I've been asking my students to give me periodic feedback about the class during mandatory consultation sessions. I told them they had to do three consults with me: once during the Week 1-5 period, once during the Week 6-10 period, and once during the Week 10-15 period. At least one consult would have to be face-to-face; the others could be via text or email.
So here's part of an email I just received tonight:
At first, I was difficult this class because students should talk in English. So, I was nervous in class. But This class has different format with other class like Round-robin format, Team play style ,, Thus, I could participate in class more and more. And now I enjoy this class.*
Cut the girl some slack: she's a Level 1 student, so this wasn't a bad effort when put in perspective. I've once again got the students doing round-robin work (per what I did in Daegu, not what I did last semester at Dongguk's Seoul campus—last semester was primarily team teaching, with the round-robin format being used only twice the whole semester), and they all seem to be enjoying it. Time passes faster; the classes are noisy, and the kids are speaking nothing but English (barring a few exceptions) for 90 minutes straight.

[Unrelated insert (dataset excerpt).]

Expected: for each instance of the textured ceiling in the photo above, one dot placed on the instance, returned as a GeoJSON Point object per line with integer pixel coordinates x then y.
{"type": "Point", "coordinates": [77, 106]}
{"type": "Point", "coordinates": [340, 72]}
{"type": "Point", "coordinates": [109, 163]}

I'm still convinced this is an awesome method, and I'd be proud to let any colleague walk around my class, watching how on-task and focused my kids are.
I'm hoping that the mandatory consultations will alleviate some of the end-of-semester shock and bitterness when grades come out: students get upset, I think, because they're surprised at their own grades, and they're surprised at their own grades because they don't fucking bother to check on their grades throughout the semester. It's a mess of their own making, really, but we teachers pay the price in our evaluation scores. "Tanj," as Larry Niven's Known Space characters are given to saying: There Ain't No Justice.
This girl who wrote in isn't the only one to express pleasure at using the round-robin approach. All the students in all my classes were smiling and laughing and clapping: their energy was self-sustaining, and it all happened with little to no intervention from me. All I did was provide the format for the interaction.
I've got one more round-robin day planned for this semester, then two team-teaching days on the calendar (keep in mind that these are three-hour classes that meet only once per week, so I see the kids only sixteen times). I sort of wish I'd planned for more round-robin days, but the calendar is already set, like it or not.
*A cleaned-up version of the student's email might read as follows:
At first, this class was difficult for me because students had to talk in English, which made me nervous. But we also used different [learning] formats from [those in] other classes, with things like the round-robin method, team teaching, and so on. I found I could participate more and more, and now I enjoy the course.